Ce ne sont là que quelques témoignages recueillis par notre association au cours de la seule année écoulée.

Aujourd’hui, nous souhaitons repartir avec du concret. Aussi concret que les cercueils blancs de jeunes filles, de femmes, d’enfants et d’hommes assassinés ou poussés au suicide. Aussi concret que les diagnostics de cancer, les dépressions, les troubles de stress post-traumatique complexes que nous voyons chaque semaine, chez ces hommes et ces femmes qui nous appellent ou nous écrivent. Ce sont les conséquences directes des violences subies par ces personnes. Les violences sexistes laissent des cicatrices profondes, tant physiques que psychologiques, qui se manifestent par des maladies et des problèmes majeurs et durables.

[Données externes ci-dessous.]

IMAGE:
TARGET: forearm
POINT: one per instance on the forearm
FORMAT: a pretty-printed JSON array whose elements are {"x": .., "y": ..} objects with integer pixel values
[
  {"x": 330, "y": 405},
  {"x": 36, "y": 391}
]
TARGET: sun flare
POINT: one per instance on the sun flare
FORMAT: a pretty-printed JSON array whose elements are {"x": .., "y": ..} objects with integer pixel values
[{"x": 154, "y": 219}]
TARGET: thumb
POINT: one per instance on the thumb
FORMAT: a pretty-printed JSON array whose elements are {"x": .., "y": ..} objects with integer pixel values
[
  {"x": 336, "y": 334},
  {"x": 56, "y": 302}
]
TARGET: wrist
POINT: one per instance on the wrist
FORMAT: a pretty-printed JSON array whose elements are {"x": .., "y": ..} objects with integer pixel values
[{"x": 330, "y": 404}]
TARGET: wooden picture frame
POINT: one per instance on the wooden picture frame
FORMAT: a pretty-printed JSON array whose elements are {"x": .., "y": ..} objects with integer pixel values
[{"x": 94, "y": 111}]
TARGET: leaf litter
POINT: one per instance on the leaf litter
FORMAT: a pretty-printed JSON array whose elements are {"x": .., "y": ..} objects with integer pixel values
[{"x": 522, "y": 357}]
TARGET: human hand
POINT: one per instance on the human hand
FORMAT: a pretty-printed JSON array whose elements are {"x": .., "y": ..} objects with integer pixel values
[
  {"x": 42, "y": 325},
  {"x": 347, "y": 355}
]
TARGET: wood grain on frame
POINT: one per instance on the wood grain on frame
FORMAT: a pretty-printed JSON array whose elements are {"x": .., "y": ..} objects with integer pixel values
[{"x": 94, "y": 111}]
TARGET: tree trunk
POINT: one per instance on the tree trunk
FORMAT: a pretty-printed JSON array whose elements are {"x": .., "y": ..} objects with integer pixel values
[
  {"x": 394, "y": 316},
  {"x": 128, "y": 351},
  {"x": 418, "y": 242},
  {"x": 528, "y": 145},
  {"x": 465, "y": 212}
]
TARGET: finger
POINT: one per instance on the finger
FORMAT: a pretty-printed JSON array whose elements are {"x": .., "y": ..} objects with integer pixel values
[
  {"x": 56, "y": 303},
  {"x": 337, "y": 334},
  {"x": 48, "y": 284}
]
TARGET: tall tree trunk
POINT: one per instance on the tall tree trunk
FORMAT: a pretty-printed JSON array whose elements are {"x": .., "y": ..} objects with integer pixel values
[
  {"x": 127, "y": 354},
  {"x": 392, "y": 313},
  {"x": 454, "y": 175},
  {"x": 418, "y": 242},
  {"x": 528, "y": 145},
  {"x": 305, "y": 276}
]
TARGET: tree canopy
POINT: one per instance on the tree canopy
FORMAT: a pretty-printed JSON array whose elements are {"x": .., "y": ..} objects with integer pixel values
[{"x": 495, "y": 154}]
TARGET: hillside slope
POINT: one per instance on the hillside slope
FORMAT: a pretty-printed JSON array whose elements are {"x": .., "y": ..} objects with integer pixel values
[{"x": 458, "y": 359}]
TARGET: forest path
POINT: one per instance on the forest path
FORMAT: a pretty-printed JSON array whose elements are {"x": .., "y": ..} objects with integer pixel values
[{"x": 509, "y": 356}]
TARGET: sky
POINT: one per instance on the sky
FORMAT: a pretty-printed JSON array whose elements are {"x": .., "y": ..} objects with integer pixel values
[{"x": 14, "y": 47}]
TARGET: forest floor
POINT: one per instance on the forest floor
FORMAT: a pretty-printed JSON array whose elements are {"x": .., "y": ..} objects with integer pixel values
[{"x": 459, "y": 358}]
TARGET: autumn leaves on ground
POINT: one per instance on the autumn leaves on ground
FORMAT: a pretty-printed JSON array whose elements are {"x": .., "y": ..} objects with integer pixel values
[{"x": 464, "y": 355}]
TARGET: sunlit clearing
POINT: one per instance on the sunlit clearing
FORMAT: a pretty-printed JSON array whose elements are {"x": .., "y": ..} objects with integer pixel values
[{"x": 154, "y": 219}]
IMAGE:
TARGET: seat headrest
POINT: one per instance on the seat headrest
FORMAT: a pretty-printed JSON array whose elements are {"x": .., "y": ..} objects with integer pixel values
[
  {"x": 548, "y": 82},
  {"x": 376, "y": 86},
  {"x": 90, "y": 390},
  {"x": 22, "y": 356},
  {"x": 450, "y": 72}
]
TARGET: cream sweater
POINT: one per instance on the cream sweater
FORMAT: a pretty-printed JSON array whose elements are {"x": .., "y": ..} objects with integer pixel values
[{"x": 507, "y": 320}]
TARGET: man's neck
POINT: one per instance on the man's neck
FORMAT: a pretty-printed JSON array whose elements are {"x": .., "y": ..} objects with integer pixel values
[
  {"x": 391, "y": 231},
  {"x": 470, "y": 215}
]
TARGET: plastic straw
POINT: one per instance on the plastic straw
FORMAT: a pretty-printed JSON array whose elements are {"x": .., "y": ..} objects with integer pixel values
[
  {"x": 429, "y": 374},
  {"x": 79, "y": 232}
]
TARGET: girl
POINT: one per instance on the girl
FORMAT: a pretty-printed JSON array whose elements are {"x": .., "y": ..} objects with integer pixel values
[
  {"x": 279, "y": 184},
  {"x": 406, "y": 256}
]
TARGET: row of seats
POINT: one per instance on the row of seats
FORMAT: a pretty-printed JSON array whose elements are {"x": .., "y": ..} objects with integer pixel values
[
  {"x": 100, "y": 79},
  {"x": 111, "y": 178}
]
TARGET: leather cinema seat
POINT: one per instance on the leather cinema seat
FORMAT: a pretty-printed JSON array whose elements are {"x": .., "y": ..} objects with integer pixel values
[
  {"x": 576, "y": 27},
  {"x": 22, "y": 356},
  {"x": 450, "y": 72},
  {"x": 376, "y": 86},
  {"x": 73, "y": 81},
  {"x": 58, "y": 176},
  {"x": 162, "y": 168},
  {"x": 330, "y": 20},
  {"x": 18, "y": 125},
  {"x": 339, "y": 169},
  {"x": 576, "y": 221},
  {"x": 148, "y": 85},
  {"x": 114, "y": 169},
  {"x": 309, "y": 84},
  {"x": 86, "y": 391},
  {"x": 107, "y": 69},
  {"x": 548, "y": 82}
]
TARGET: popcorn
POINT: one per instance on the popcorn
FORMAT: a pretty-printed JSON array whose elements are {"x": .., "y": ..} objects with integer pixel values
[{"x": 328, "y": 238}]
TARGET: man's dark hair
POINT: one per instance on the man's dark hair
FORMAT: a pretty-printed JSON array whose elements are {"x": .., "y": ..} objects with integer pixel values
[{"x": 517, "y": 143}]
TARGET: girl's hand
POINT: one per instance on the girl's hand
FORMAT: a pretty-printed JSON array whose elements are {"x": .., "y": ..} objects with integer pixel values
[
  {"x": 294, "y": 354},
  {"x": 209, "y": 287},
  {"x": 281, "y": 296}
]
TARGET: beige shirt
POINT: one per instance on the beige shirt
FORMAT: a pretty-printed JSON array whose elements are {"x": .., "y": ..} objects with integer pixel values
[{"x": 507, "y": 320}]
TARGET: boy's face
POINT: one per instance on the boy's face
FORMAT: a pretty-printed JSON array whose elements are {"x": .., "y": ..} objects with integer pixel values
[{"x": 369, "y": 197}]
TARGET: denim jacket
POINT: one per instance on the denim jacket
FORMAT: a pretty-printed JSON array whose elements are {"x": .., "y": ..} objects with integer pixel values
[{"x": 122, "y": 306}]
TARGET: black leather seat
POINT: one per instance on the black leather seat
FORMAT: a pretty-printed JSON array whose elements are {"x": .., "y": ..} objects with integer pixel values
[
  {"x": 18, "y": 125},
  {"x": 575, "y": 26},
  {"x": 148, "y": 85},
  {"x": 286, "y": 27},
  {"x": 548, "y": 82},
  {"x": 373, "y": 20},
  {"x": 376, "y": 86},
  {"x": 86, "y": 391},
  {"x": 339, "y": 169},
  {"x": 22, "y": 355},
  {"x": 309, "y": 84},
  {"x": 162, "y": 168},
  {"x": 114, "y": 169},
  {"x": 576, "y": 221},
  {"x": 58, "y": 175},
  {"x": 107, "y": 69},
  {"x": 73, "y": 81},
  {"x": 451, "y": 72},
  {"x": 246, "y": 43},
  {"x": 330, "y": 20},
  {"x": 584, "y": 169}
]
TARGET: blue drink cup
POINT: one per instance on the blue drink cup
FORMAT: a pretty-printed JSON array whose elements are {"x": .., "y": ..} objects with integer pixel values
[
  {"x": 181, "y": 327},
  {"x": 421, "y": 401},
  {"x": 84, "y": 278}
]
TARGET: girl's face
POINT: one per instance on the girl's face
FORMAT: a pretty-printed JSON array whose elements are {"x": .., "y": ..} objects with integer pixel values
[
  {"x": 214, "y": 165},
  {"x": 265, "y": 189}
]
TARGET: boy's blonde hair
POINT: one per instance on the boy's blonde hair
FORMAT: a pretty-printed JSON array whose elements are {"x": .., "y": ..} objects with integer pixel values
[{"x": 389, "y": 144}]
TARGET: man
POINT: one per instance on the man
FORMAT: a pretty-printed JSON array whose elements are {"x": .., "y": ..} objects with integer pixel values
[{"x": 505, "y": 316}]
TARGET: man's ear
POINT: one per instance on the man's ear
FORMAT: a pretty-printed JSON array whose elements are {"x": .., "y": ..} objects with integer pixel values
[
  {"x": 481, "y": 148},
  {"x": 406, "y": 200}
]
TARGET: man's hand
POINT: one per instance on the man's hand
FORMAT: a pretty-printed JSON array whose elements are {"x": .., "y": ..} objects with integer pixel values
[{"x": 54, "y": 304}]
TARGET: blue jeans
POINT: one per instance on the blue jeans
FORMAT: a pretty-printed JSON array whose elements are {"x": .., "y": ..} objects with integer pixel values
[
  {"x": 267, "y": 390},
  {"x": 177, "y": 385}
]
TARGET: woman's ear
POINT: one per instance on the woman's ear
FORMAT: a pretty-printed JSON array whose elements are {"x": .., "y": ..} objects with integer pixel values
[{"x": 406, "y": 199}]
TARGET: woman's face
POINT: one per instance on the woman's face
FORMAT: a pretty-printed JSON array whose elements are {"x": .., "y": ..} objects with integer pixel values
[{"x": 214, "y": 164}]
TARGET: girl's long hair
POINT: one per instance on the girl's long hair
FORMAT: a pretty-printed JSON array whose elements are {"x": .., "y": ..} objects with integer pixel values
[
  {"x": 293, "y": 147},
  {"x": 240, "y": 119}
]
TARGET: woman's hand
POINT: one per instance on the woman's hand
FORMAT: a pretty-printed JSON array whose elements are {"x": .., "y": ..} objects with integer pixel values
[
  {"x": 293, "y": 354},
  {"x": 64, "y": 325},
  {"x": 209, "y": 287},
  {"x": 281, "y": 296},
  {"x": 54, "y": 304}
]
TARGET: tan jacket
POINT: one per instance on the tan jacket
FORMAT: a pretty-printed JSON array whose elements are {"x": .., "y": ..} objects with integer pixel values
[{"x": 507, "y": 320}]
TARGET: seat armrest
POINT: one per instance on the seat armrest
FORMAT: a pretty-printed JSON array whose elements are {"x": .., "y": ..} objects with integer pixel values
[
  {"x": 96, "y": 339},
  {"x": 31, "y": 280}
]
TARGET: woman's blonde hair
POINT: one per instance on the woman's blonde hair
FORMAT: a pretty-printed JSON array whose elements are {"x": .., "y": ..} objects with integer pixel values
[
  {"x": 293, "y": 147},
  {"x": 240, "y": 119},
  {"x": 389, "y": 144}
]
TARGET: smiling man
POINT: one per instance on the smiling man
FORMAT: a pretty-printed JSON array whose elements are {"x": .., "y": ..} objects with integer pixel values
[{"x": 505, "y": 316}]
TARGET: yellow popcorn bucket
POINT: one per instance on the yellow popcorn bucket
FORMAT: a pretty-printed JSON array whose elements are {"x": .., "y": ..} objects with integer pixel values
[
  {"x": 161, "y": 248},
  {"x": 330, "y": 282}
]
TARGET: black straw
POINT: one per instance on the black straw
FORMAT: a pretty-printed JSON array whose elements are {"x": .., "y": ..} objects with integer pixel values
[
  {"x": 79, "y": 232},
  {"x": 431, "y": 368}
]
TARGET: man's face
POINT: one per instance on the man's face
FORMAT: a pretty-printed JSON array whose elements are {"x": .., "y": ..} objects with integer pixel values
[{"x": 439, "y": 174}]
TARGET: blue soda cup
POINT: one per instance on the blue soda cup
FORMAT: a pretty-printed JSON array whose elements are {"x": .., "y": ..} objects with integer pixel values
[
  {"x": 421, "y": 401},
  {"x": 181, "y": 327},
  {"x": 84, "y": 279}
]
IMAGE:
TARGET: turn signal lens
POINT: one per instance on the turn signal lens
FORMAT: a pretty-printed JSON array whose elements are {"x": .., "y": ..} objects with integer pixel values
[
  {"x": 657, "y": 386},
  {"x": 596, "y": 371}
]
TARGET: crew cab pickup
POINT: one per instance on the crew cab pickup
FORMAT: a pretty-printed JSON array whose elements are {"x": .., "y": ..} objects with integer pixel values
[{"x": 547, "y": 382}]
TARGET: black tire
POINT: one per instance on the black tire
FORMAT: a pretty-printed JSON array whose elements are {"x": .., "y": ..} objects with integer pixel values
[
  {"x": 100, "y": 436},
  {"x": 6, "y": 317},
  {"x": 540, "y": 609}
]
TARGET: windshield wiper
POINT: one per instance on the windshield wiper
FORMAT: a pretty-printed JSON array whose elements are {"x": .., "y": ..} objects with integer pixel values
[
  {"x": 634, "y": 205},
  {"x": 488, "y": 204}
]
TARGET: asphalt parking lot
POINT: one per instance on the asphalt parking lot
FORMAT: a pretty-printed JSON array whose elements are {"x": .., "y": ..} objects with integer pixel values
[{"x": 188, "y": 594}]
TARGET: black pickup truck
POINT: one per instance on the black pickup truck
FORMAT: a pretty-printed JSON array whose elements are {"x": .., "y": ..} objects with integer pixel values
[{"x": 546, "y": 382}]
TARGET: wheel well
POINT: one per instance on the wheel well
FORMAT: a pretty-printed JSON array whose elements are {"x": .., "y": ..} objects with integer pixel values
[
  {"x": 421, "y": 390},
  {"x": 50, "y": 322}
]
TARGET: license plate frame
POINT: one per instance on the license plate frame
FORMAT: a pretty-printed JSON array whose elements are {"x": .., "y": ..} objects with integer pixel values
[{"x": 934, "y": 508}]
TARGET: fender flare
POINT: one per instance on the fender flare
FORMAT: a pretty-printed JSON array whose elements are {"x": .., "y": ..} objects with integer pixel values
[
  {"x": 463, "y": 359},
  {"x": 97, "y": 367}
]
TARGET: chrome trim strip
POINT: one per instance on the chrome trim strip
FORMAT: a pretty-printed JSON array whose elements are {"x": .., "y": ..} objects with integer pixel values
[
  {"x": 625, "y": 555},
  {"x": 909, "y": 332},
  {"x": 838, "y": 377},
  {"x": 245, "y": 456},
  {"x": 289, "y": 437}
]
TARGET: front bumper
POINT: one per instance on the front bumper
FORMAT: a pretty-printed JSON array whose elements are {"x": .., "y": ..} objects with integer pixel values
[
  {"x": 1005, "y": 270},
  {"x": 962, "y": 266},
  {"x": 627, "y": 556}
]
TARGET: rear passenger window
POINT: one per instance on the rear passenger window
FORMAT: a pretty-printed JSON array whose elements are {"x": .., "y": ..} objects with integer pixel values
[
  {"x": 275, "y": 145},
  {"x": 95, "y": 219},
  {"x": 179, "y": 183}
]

L’association LVDS est prête à travailler avec vous. Ensemble, au sein d’une commission, mais êtes-vous prêts à parcourir ce chemin avec nous ?

Faites-le pour toutes les “Eloïse” qui sont encore des enfants, qui ont encore de l’espoir dans les yeux, pour toutes les femmes et tous les hommes qui croient encore en vous.

Après le débat public, les députés ont voté une résolution : le texte « Proposition de réforme intégrale et organique pour lutter contre les violences fondées sur le genre et leur impact sur les enfants co-victimes » sera soumis aux commissions parlementaires compétentes pour examen.

Sources et références

[1] Interview du procureur adjoint David Lentz à la radio 100,7 en date du 3 juin 2025, suivie de ses propos publiés le 5 juin dans le Luxemburger Wort. 

[2] Affaire Liv

[3] Rapport annuel du Tribunal d’arrondissement

[4] Témoignage LVDS

[5] Témoignage LVDS

[6] Témoignage LVDS

[7] Témoignage LVDS

[8] Témoignage LVDS

[9] Grenelle des violences en France

Un document intitulé « Pourquoi le pouvoir judiciaire ne remplit pas sa fonction préventive ou opère une revictimisation secondaire / Sursis, peines insuffisantes, acquittements : exemples de jugements problématiques » a été mis à la disposition des députés et des ministres après le débat public.

Le texte de nos 57 propositions de réforme est disponible ici.

La vidéo du débat public peut être visionnée ici.  

Avant le débat public, une réunion des membres de l’association et des sympathisants a eu lieu devant la Chambre des députés, autour de l’exposition BRISONS LE SILENCE.